You define main as “int main(int argc, char* argv[])”, and you can have a char pointer in the input parameter of compile() in order to send in the file name(argv[1]).
You can open the file and have its file pointer within the compile function.
You can allocate memory for a string and create a pointer to it within the compile function in order to read in the lines and parse them out.
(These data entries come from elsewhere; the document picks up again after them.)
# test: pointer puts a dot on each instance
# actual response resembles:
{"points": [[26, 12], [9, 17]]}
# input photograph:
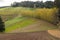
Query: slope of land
{"points": [[43, 35]]}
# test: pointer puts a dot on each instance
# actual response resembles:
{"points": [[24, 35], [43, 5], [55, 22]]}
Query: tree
{"points": [[49, 4], [2, 26]]}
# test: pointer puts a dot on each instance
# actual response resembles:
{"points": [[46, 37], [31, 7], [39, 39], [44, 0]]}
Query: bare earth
{"points": [[43, 35]]}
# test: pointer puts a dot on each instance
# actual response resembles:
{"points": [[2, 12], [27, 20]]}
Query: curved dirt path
{"points": [[40, 25], [43, 35]]}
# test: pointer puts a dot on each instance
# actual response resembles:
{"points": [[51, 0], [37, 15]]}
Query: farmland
{"points": [[19, 17]]}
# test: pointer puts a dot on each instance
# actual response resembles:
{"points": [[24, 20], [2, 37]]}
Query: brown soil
{"points": [[43, 35]]}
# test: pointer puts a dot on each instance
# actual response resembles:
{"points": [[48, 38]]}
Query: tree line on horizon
{"points": [[31, 4]]}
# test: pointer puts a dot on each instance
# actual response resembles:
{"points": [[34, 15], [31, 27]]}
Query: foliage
{"points": [[2, 26]]}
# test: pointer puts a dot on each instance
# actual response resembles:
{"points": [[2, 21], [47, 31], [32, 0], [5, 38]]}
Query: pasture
{"points": [[19, 17]]}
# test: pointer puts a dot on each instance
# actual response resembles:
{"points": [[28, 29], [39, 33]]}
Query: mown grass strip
{"points": [[19, 24], [10, 22]]}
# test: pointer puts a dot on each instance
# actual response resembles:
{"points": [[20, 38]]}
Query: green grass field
{"points": [[20, 21]]}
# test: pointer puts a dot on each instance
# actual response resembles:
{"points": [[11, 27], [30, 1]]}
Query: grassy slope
{"points": [[19, 24]]}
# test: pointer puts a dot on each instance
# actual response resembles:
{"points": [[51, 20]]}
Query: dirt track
{"points": [[43, 35], [40, 25]]}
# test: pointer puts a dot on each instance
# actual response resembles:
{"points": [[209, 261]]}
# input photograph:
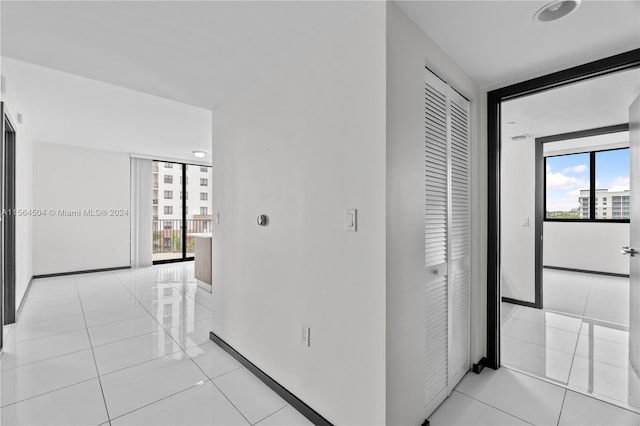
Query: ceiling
{"points": [[195, 52], [598, 102], [200, 52], [497, 42]]}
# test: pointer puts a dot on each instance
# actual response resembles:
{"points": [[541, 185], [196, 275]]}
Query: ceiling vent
{"points": [[556, 10]]}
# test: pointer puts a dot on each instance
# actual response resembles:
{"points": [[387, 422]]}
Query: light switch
{"points": [[351, 220]]}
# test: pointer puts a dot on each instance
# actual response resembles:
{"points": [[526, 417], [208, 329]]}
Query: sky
{"points": [[568, 174]]}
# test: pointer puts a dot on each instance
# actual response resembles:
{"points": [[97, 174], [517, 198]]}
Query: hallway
{"points": [[127, 347], [581, 338]]}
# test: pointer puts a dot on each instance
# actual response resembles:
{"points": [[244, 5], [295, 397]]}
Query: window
{"points": [[173, 230], [567, 186], [568, 191]]}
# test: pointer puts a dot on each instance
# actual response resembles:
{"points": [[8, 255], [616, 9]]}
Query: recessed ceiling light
{"points": [[555, 10]]}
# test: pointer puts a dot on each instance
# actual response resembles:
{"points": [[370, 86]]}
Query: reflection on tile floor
{"points": [[581, 338], [508, 397], [126, 347]]}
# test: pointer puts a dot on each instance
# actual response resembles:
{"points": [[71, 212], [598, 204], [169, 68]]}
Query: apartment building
{"points": [[609, 204]]}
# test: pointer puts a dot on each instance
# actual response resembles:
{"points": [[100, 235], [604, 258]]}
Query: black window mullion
{"points": [[592, 185], [184, 211]]}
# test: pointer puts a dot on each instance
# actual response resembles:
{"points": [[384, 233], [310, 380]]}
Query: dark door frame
{"points": [[8, 224], [623, 61]]}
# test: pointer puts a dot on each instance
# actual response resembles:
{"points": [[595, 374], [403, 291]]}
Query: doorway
{"points": [[7, 230], [181, 195], [497, 167]]}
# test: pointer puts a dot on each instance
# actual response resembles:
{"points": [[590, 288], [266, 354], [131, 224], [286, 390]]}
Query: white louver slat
{"points": [[447, 239], [436, 242]]}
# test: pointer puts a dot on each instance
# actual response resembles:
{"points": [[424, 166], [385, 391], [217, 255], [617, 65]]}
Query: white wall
{"points": [[587, 246], [517, 202], [409, 50], [62, 108], [73, 178], [24, 197], [301, 146], [71, 110]]}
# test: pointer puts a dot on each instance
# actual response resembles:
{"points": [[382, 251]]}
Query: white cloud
{"points": [[621, 183], [562, 181], [562, 204], [581, 168]]}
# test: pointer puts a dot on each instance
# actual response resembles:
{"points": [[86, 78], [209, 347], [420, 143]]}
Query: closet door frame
{"points": [[447, 270]]}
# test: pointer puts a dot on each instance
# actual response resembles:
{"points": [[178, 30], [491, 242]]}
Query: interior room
{"points": [[566, 299], [284, 213]]}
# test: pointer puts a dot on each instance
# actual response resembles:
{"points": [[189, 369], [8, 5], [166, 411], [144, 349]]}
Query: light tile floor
{"points": [[580, 340], [127, 347], [508, 397], [132, 348]]}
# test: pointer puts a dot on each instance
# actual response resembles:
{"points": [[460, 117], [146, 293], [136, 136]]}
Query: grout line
{"points": [[104, 399], [495, 408], [45, 359], [562, 407], [48, 392], [230, 402], [159, 400], [275, 412]]}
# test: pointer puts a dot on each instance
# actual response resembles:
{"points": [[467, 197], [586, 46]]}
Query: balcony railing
{"points": [[167, 236]]}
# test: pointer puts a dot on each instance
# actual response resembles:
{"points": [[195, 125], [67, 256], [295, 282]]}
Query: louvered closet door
{"points": [[446, 239], [459, 239], [436, 241]]}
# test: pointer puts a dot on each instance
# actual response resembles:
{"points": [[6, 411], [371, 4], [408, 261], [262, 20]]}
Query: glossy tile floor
{"points": [[507, 397], [580, 340], [127, 348]]}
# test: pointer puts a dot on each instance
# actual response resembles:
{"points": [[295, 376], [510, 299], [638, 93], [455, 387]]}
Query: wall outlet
{"points": [[306, 335], [351, 220]]}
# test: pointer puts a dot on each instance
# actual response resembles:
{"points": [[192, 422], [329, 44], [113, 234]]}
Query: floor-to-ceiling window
{"points": [[181, 197]]}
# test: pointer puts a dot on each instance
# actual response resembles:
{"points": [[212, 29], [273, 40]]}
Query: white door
{"points": [[633, 251], [447, 220]]}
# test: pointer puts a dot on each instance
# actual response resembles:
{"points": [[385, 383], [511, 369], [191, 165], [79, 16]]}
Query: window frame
{"points": [[592, 184]]}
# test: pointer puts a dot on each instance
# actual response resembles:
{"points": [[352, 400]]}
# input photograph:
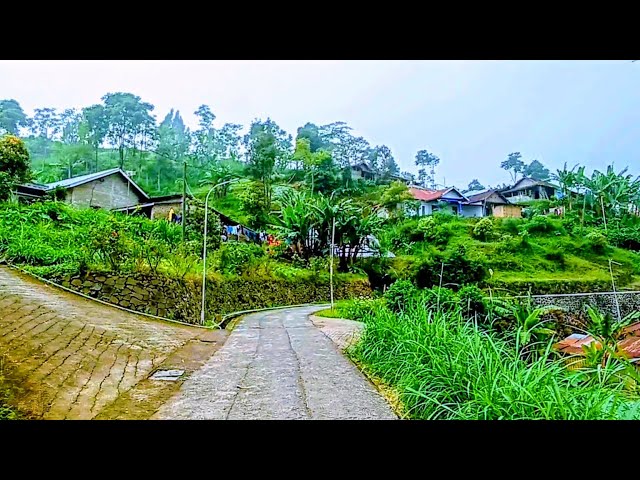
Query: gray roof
{"points": [[515, 187], [82, 179], [480, 197]]}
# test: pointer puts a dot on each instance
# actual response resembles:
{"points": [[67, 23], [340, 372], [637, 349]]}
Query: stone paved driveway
{"points": [[277, 365], [71, 357]]}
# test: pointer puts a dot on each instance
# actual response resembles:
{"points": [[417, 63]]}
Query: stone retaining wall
{"points": [[572, 314], [156, 295], [181, 299]]}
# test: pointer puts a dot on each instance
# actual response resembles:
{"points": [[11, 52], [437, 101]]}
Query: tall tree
{"points": [[14, 164], [312, 133], [46, 123], [536, 170], [262, 150], [382, 162], [126, 116], [427, 162], [93, 128], [474, 185], [70, 126], [514, 165], [12, 117]]}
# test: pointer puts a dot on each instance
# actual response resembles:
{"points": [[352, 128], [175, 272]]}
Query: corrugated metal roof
{"points": [[430, 195], [82, 179]]}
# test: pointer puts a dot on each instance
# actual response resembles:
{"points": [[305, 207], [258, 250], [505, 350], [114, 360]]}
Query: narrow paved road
{"points": [[73, 358], [277, 365]]}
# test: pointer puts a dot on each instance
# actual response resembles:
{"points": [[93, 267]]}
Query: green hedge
{"points": [[237, 294], [547, 287]]}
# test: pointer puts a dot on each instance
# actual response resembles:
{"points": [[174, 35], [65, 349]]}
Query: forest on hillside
{"points": [[123, 131]]}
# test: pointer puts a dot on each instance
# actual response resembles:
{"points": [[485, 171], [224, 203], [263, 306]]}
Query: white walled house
{"points": [[447, 199]]}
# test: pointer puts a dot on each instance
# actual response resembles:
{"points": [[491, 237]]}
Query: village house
{"points": [[527, 189], [447, 199], [494, 204], [362, 171], [110, 189]]}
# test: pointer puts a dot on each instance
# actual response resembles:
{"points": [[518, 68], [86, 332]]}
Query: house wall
{"points": [[107, 192], [472, 211], [161, 211], [507, 211]]}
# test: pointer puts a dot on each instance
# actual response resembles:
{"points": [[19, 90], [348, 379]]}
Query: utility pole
{"points": [[184, 199], [333, 236]]}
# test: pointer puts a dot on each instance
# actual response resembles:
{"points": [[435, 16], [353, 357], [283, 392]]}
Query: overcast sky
{"points": [[471, 114]]}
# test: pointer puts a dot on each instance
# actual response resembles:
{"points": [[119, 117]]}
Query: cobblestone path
{"points": [[72, 358], [279, 365]]}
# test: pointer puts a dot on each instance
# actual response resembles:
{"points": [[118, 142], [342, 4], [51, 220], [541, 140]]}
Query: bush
{"points": [[433, 231], [459, 269], [511, 225], [440, 299], [483, 230], [625, 237], [596, 241], [400, 295], [542, 225], [234, 256], [472, 300]]}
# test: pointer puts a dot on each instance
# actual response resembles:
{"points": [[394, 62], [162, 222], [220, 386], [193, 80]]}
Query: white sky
{"points": [[471, 114]]}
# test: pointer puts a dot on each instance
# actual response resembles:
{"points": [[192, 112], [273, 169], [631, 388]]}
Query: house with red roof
{"points": [[447, 199]]}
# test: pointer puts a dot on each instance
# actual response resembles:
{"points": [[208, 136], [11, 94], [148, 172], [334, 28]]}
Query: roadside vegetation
{"points": [[449, 356]]}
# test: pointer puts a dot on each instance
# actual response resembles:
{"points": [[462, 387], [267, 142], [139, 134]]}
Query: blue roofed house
{"points": [[110, 189]]}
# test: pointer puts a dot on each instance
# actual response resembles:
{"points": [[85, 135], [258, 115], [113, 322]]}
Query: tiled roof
{"points": [[427, 195]]}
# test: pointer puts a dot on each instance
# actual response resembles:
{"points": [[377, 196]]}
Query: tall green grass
{"points": [[445, 367]]}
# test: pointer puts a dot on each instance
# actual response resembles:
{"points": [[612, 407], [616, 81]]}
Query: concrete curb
{"points": [[222, 325], [155, 317], [225, 322]]}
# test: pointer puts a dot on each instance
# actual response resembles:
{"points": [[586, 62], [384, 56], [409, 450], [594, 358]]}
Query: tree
{"points": [[474, 185], [514, 165], [345, 149], [262, 151], [536, 170], [382, 162], [204, 137], [312, 133], [70, 126], [11, 117], [395, 196], [14, 164], [93, 128], [425, 160], [127, 115], [46, 123], [173, 145]]}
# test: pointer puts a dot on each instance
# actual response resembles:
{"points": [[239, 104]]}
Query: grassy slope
{"points": [[446, 368], [550, 257]]}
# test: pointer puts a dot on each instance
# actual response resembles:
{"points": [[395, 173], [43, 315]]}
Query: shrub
{"points": [[433, 231], [557, 257], [511, 225], [543, 225], [625, 237], [471, 300], [233, 256], [459, 269], [596, 241], [440, 299], [400, 295], [483, 230], [361, 309]]}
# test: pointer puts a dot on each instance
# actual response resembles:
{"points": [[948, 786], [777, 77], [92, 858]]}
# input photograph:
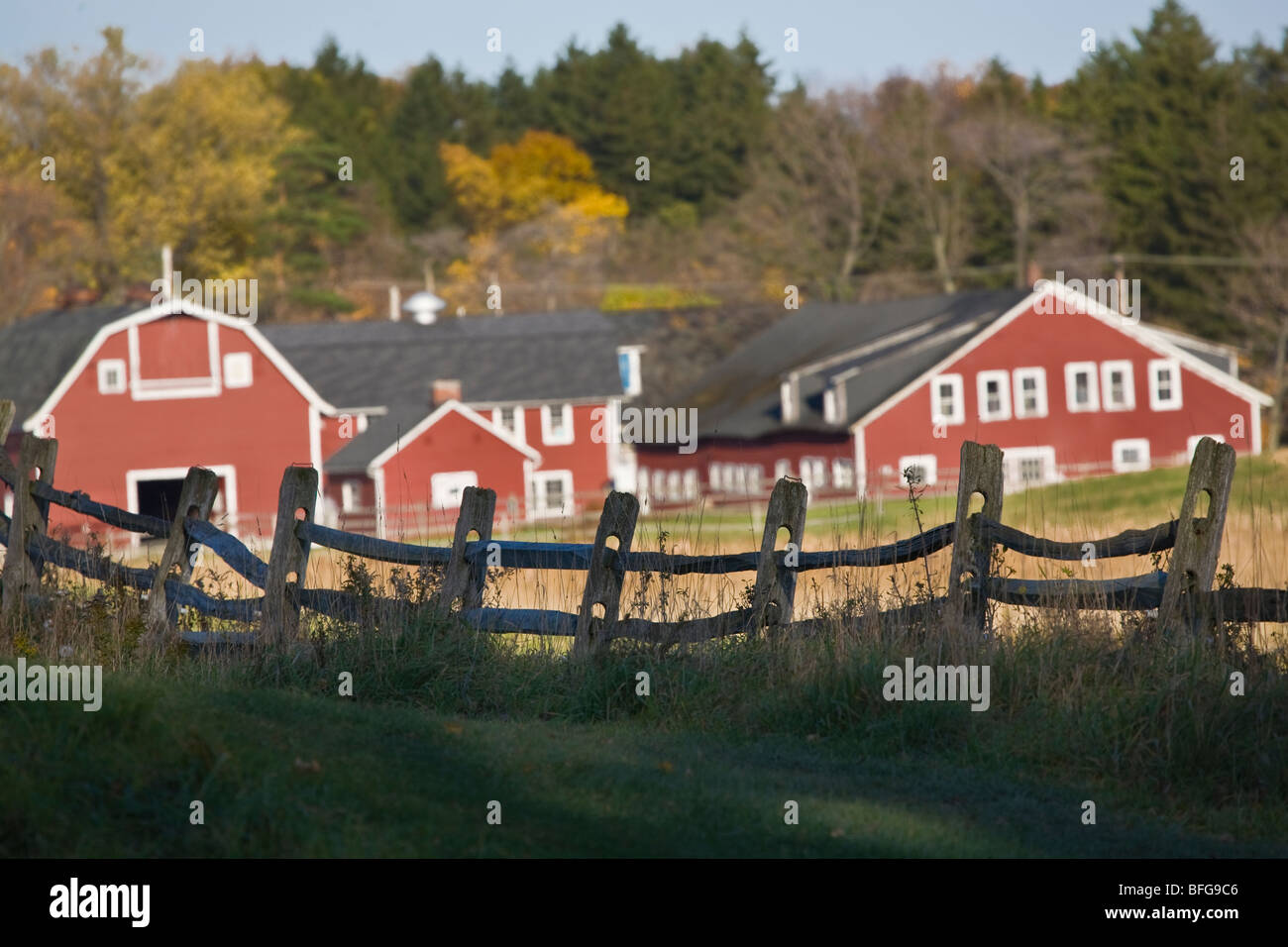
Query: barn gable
{"points": [[1065, 386], [163, 371]]}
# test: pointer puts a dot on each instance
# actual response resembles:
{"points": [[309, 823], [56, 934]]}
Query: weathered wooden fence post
{"points": [[980, 474], [604, 581], [1198, 541], [462, 579], [776, 582], [30, 518], [196, 497], [281, 620]]}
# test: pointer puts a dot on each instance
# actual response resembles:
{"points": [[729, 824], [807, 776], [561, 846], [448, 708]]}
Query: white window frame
{"points": [[958, 415], [1013, 457], [539, 493], [1070, 388], [239, 371], [842, 474], [809, 468], [123, 381], [519, 432], [442, 484], [1175, 402], [1038, 375], [1131, 467], [1193, 442], [548, 436], [926, 462], [1004, 394], [1128, 385]]}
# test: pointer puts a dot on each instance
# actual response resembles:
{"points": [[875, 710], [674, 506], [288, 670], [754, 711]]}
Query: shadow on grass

You cannot use this memory for the execution function, or any other functions that you add.
 

Virtual Computer Programs

 

Write your program in one source code file “computer.c”.

 

Once you have your computer written, you must also write some programs in the new language. Within your assignment folder save these in files titled prog1, prog2, and prog3.

 

prog1 – Write a program that uses a counter controlled loop to read in positive and negative values and output their sum. The first piece of data entered will be how many numbers are going to be summed.

 

prog2 – Write a program that uses a sentinel controlled loop to read in only non-negative numbers (a negative value will end the loop, make sure this value is not part of the computation) and outputs the average, do not worry about catching a divide by zero, this should give a runtime error.

 

prog3 – Write a program that reads in two numbers and if the second number is a multiple of the first outputs the string “MULT” otherwise outputs the string “NOT”

 

Make sure that for all programs after they are executed your command prompt is on a line of its own.